Knowing I’m infertile has its own struggles and grief. I never realized you could mourn a child that never was and never will be—a child of imagination. At best, the grief that accompanies knowing you will never bring life into this world is hard to deal with. At worst, it feels impossible. In a late-night fit of anxiety, I turned to my laptop before I began to write this to look up verses on anxiety and uncertainty of the future.

 

And I am glad I did.

 

There are so many promises in the Bible—promises that are possible because Jesus isn’t on that Cross anymore, and He isn’t in that Grave. Promises of a Heavenly Hope—one that is far different from earthly hope.

 

I’ve always believed earthly hope to be paralyzing. We spend time hoping for things that may never come to pass, and our hope often turns into worrying about things over which we have no control. We often get stuck, unable to move because we want something so desperately it infiltrates every area of our lives, immobilizing us.

 

But our God is a great God, and He is a God Who keeps His Word—that is, His promises. (Which are found in His Word—capital W. And I don’t see the meaning of that phrase and the use of the capital letter to be coincidental. God works out even the smallest of details.

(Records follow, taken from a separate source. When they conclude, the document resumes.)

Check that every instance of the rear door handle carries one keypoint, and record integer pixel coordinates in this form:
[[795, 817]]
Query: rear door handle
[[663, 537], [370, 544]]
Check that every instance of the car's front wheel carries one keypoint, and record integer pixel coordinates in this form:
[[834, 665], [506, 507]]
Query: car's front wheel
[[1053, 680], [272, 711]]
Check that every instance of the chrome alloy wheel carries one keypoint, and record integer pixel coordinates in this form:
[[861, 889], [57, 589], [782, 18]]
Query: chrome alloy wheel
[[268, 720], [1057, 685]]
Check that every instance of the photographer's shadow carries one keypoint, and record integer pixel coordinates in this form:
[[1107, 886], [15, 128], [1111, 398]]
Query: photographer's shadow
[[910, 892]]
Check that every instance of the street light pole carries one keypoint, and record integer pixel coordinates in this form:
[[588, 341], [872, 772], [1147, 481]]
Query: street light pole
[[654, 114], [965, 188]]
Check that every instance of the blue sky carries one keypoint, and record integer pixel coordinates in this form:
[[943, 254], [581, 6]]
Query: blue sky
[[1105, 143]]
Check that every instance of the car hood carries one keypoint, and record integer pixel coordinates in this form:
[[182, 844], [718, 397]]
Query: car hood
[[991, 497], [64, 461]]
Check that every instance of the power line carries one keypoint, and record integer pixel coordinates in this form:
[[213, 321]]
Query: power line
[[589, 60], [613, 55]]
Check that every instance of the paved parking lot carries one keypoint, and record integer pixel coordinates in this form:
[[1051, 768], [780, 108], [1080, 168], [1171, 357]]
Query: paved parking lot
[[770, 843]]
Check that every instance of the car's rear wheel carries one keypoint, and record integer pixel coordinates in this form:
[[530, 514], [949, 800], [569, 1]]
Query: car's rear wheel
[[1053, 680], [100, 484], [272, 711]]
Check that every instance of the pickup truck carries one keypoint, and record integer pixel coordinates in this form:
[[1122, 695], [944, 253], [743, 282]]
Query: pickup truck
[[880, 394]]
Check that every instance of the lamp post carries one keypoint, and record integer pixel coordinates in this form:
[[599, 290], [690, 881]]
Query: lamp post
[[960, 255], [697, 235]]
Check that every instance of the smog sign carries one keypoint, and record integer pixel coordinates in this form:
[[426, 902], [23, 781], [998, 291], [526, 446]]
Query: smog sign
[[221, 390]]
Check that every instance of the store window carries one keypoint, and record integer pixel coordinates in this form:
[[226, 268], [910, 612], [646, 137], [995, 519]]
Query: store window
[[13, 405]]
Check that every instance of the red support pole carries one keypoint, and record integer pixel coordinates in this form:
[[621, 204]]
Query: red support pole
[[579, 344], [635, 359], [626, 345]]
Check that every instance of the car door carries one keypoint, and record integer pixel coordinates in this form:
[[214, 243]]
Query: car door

And if He can do that, how much more can He work out the bigger details in my life and the lives of others?)

 

Here are just a few verses that really stood out to me tonight, as I grasped for a shred of anything that can give me Godly, Heavenly, Eternal Hope:

 

“When I am afraid, I put my trust in You.”

–Psalm 56:3 (NIV)

 

 

“You keep him in perfect peace whose mind is stayed on You, because he trusts in You.”

–Isaiah 26:3 (ESV)

 

“Come to Me, all of you who are weary and carry heavy burdens, and I will give you rest.”

Matthew 11:28 (NLT)

 

“For I am the Lord your God, Who upholds your right hand, Who says to you, ‘Do not fear, I will help you.’”

–Isaiah 41:13 (NASB)

 

Did these verses magically melt all my trepidation and anxiety? No, they didn’t, but they helped immensely. I pray that they’ll help you, too. God does have a plan (Jeremiah 29:11), and He will bring it to pass.